Recently, after a US circuit court has decided against it eDonkey has given up. On the other hand, LimeWire, another peer-to-peer file-sharing software developer has turned the tables and countersued the biggest record companies, accusing them of operating an illegal cartel to control the online distribution of music. LimeWire also charges the record companies with trying to extend their monopoly by forcing music distributors to work only with their affiliated filtering system supplier. LimeWire says it developed a filtering application to prevent illegal downloading and encourage legal content purchasing. But the record companies refused to give the developer access to the metadata that uniquely identify each song in order for the filtering system to work, LimeWire claims.

At the same time, Google continues to push its Google Books Library Project to digitize books and provide access to their contents through its search engine, sparking dissent from major publishers.

The Association of American Publishers has filed a lawsuit to block the Google project on the basis of copyright infringement. These recent news illustrate the confusion surrounding intellectual property and copyright. This confusion underlines the need to revisit intellectual property and copyright under the light of new technologies and their capabilities.


The reach and availability of the Internet, the evolution of some associated technologies, in particular peer-to-peer technologies, and innovative thinking are challenging established business models of the music, movie and publishing industries. In particular, the enforcement of intellectual property rights and copyrights has become more difficult. Obviously, the established businesses fight to protect their proven business models to the very end using legal and technical means. Protection through technical means open a competition spiral between encryption, watermarks and other methods to trace and control use, and methods to avoid these protection measures.
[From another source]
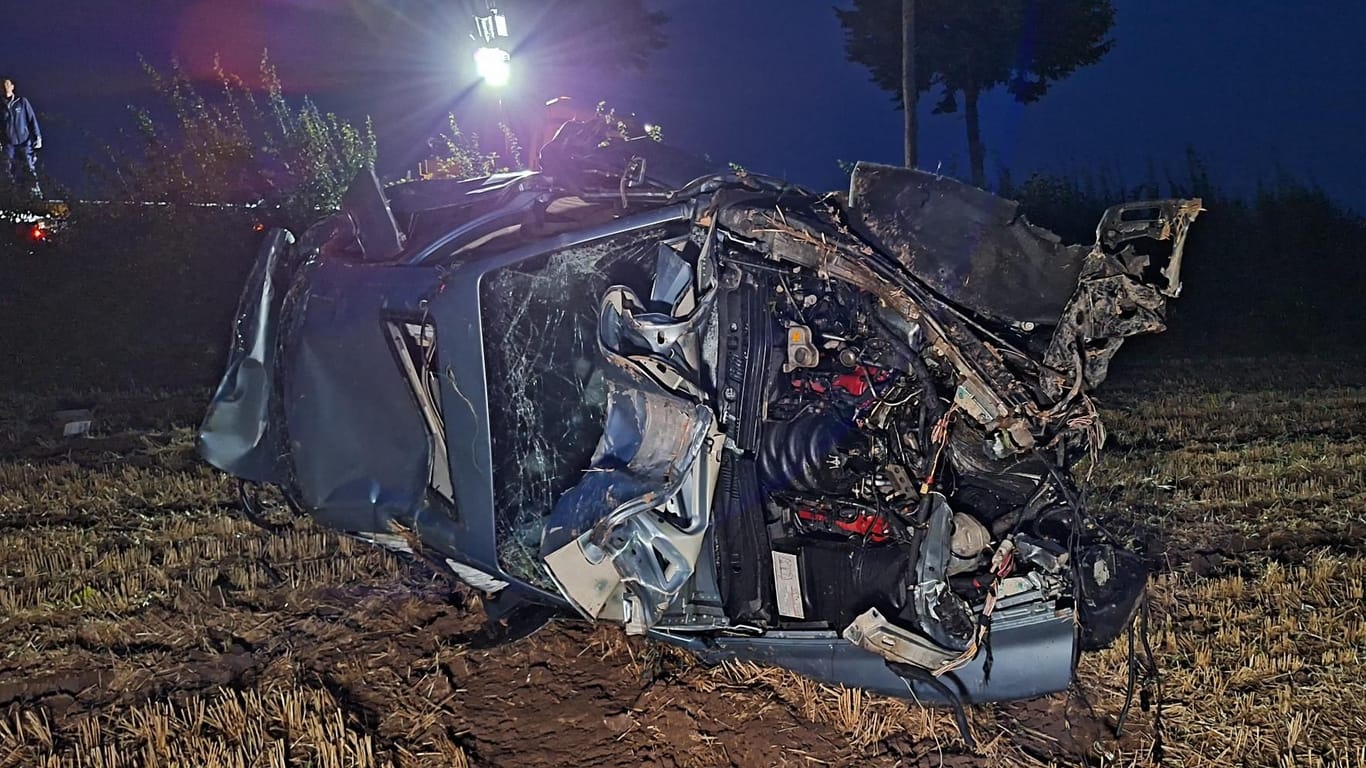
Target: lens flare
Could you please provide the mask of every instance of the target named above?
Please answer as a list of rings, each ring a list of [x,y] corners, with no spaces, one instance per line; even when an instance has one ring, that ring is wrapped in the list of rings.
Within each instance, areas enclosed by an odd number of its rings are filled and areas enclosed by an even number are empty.
[[[479,48],[474,52],[474,68],[484,82],[503,87],[512,78],[512,57],[501,48]]]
At the beginning the above industries showed very little affinity to the new technology and to the Internet, and were slow to embrace it, but lately they seem to catch up and come out with interesting propositions.

One could probably argue that because of their very nature incumbents in other sectors and industries (re-)act also slowly and adopt new business models only when absolutely necessary. This is perfectly understandable and how it should be, from their shareholders point of view, to maximise profit.
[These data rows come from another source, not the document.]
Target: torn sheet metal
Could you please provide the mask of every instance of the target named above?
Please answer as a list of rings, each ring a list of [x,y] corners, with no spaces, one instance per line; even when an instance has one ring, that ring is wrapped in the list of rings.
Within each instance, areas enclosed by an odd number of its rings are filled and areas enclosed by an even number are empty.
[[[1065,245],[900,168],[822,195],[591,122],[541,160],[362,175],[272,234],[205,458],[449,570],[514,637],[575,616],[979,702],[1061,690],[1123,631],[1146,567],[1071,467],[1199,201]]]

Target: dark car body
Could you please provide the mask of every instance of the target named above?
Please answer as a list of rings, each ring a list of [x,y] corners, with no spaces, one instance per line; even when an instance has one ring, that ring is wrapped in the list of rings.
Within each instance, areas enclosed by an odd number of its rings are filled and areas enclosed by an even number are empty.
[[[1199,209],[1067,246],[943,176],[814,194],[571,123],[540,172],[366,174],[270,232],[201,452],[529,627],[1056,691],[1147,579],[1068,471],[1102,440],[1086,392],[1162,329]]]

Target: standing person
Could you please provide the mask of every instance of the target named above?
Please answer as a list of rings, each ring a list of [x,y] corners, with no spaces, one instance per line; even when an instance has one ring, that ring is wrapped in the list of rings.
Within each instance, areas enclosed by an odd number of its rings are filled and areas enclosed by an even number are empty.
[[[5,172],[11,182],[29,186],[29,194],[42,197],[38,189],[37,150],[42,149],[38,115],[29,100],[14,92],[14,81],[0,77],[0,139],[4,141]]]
However, one interesting characteristic of the business of the above industries was lately, before the Internet came about that they tried to reduce the life-cycle of their products, their content. Their marketing machine was operating at an ever increasing speed, and the message was that only the latest is hip and tried to accelerate consumers’ consumption.

In a way this has backfired, since this strategy suggested that there are no long term cultural values, which is clearly not the case. Consumers also got tired of it, and especially became reluctant to pay not insubstantial amount of money for content that is going out of fashion at an ever increasing speed. The Internet offered an alternative to gain free, but not legal access to the very same content. The former value proposition by the content owners and “factories” contributed to the erosion of the consumer moral.

There is a particularly interesting initiative, the Digital Citizen Project at the Illinois State University that tries to answer many aspects of the new challenges surrounding digital right management. . A very important element of this initiative, besides the monitoring and enforcement, is education and making digital content easily accessible in a legal way.

Conclusions

The concept of intellectual property rights need to be re-evaluated in light of recent technical development, in particular the ubiquitous Internet and new peer-to-peer file sharing applications. Old and proven business models might need to be radically changed and the content industry might need to embrace eventually such radical new ideas as flat fee access to content, because educating the user, implementing control and policing could prove prohibitively complex and costly.

The author firmly believes that we are only at the beginning of a major transformation of the content industry.